Hands-On Demo: Creating S3 and VPC Endpoints

In this hands-on session where we will explore the creation of S3 and VPC endpoints. In this demonstration, we’ll cover two types of VPC endpoints: gateway style and interface style. Additionally, we’ll showcase how you can access S3 through these endpoints. Let’s dive right in!

Gateway Style VPC Endpoint

Gateway endpoints provide access to Amazon S3 through your Virtual Private Cloud (VPC). They enable secure and private communication between your VPC and S3. Here’s how to create one:

1. Access the AWS Management Console: Log in to your AWS account and navigate to the AWS Management Console.
2. Create a Gateway Endpoint:
   • Click on “Services” and select “Virtual Private Cloud (VPC).”
   • In the left-hand navigation pane, choose “Endpoints.”
   • Click on the “Create Endpoint” button.
3. Configure the Endpoint:
   • Make sure you are in the correct AWS region where you want to provision the endpoint.
   • Type “S3” in the search bar and select the “Gateway Style” endpoint for S3.
4. Select the VPC:
   • Choose the appropriate VPC for your use case.
5. Configure Routing:
   • Configure a routing table in your VPC to direct traffic to the S3 gateway endpoint. This involves setting a routing rule with the destination as the S3 DNS name (e.g., usc1.s3.amazonaws.com) and targeting the gateway VPC endpoint.
6. Endpoint Policies:
   • Customize endpoint policies using the S3 resource account condition key. These policies define what actions are allowed through the gateway endpoint (e.g., list, put, get objects).
7. Create the Endpoint:
   • Provide a name for your gateway endpoint (e.g., “Demo Gateway Endpoint”) and click “Create Endpoint.”
8. Verify Routing: Check your routing table to ensure that the routing rule for the S3 gateway endpoint has been added.

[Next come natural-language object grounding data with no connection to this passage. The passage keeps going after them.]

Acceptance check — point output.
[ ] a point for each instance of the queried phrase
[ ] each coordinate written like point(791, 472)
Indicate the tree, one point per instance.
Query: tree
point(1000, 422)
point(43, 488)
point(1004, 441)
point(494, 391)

Interface Style VPC Endpoint

Interface endpoints allow access to S3 using private IPs directly from on-premises or in a cross-region application. Here’s how to set up an interface style VPC endpoint:

1. Navigate to the Endpoint Creation Page: Go back to the AWS Management Console and access the endpoint creation page.
2. Create an Interface Endpoint:
   • Ensure you are in the correct region.
   • Type “S3” in the search bar and select the “Interface Style” endpoint for S3.
3. Configure Security Groups:
   • Define the security groups that will control access to the interface endpoint. You may use existing security groups configured to allow access to IAM users.
4. Endpoint Policies:
   • Similar to the gateway endpoint, you can customize endpoint policies for the interface endpoint. Paste the same endpoint policies used for the gateway endpoint.
5. Create the Endpoint:
   • Provide a name for your interface endpoint (e.g., “Demo Interface Endpoint”) and click “Create Endpoint.”
6. Activation Time: Interface endpoints may take a few seconds to become available. Check the status of your endpoint in the AWS Management Console.
7. DNS Names: Under the details page, you will find the regional-level DNS names and zone-specific DNS names specific to the Elastic Network Interfaces (ENIs) in different Availability Zones.

Accessing S3 via Endpoints

Now that you have created both types of VPC endpoints, let’s see how to access S3 objects through them.

Using Interface Style Endpoint

1. Check the IP addresses of the endpoint-specific names for the interface style endpoint.
2. Use the DNS name of the interface endpoint in the AWS CLI to list objects in your S3 bucket.

Using Gateway Style Endpoint

1. Access S3 through the standard S3 regional DNS name. The traffic will route via the gateway endpoint due to the routing rule set earlier.
2. Use the standard S3 commands in the AWS CLI to interact with S3 objects via the gateway endpoint.

Congratulations! You have successfully created and configured S3 and VPC endpoints, and you now know how to access S3 objects securely using these endpoints.